We’re doing it wrong.

Christians are fond of quoting 1 Peter 2:17, “Show proper respect to everyone, love the family of believers, fear God, honor the emperor.”  We have no emperor (or king, as in some translations) so we correctly apply the verse to mean that we are to respect and honor the President.

But we’re doing it wrong.  What I’m seeing is that our partisanship has overridden our belief in the Bible.  Republican Christians are fond of insisting that we apply that verse to the current President.  Democratic Christians were fond of insisting that we apply it to the previous President.

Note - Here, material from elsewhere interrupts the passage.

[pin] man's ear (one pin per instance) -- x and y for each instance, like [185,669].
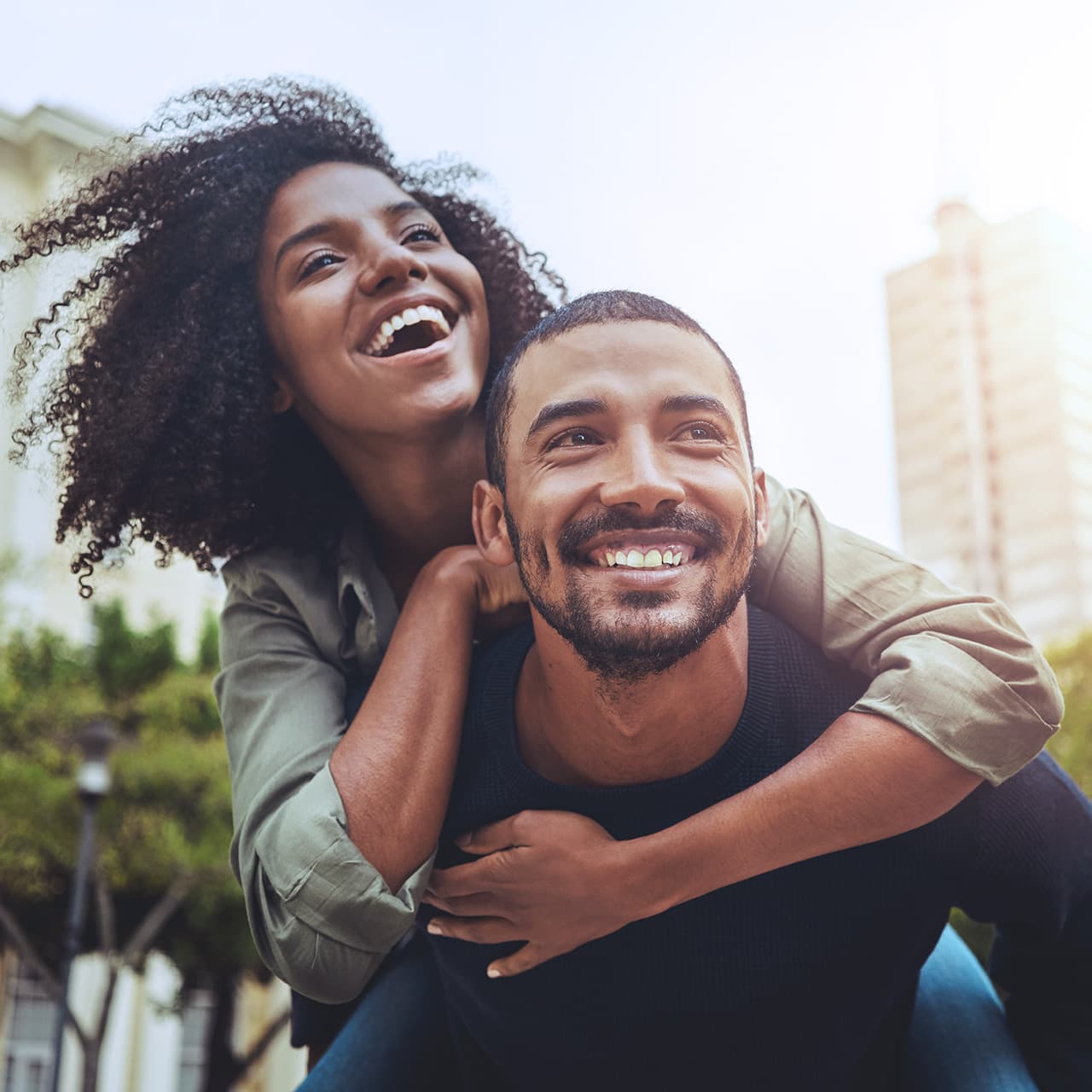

It’s wrong to limit the verse only to presidents that we approve of.  Remember that the Christians of the first century didn’t approve of their Emperor—but they were commanded to honor and respect him anyway.   The same is true today. Our faith and obedience to the Bible must be far more important to us than our political affiliation.  So the command is to honor and respect all presidents.

But honor and respect don’t stop with the President. 

In order to make my point, a little lesson in American Constitutional Government is in order.  We don’t have an emperor.  In our system, the responsibilities of an emperor are divided into executive, legislative, and judicial branches of government.  If that verse applies to believers today—and it does—then we are to respect the leaders of all three branches of government.  It’s not just presidents.  It includes senators, representatives and judges as well.

So let me be clear. 

If you only apply the command to those in your party, you are disobeying the Bible.  If you show respect to this President but not to the last one, you are disobeying the Bible.  If you show respect to the President but you feel free to disrespect the Speaker of the House, you are disobeying the Bible.  If you show respect to the President but you feel free to disrespect the Supreme Court Justices, you are disobeying the Bible.  If you show respect to the senators and representatives of your own party but feel free to put down the senators and representatives of the other party, you are disobeying the Bible.

Believers need to obey the Bible when it is easy and when it is not. 

So respect this President and the last one.  Respect senators, representatives, and judges.  And do so whether you agree with them or not. 

Honor the Emperor.

And if I can make a literary allusion, honor him even when he’s wearing no clothes.